Savvy Customer Has a Choice
Turning towards existing customer bases as a mainstream of revenue can be a gamble. While the odds may be better for the "Big Few," (vendors with over 20,000 customers and revenue of at least $1 billion USD), as some will argue, there is still notable risk involved. After all, these market leaders want to introduce a new product or concept that will directly challenge the model that has made them successful so far. There is certainly no guarantee (or even a strong indication) that a configurable set of process components or Web services will appeal to buyers used to buying broad, pre-packaged enterprise application suites, nor is there any indication of what they will pay for license fees for new add-ons and integrated solutions. Even if the paradigm shift takes place, competition will still exist among the Big Few and smaller vendors, that will also adopt the new model.

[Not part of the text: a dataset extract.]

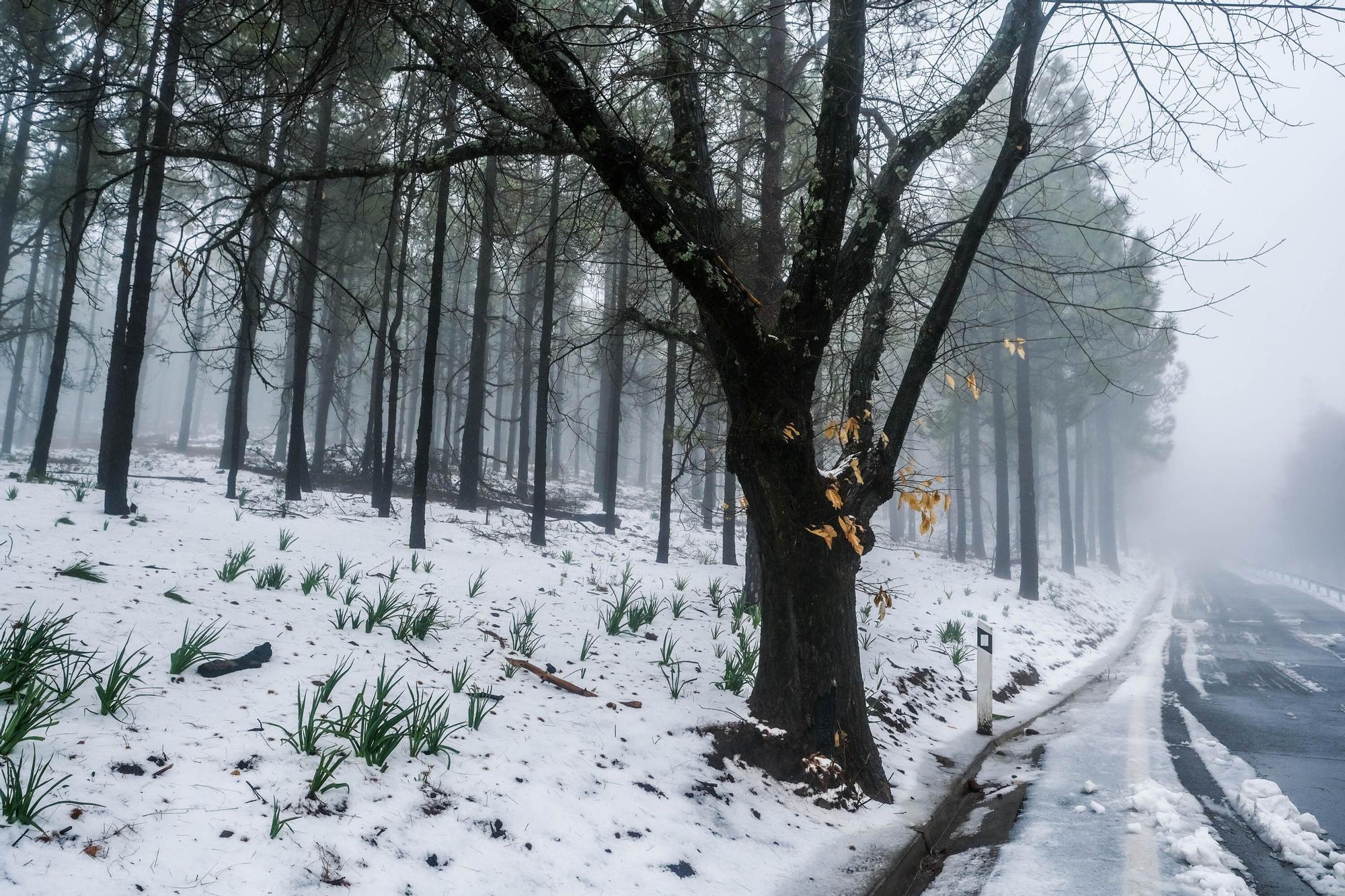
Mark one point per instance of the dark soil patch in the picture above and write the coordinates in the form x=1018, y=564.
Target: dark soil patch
x=1022, y=678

Nonetheless, there is another way to look at this shift: compliancy and standing still is a greater for any leading vendor when even moving too slowly is risky.. Despite some sporadic regional revenue increases, the overall trend in recent years has been for bigger enterprises to spend less on large, packaged enterprise applications. As a result, new, overall license sales growth for high-end business applications software has been slow, flat, or falling. Further, if application license growth remains subdued, a potentially greater danger is that it will translate into slower services revenues.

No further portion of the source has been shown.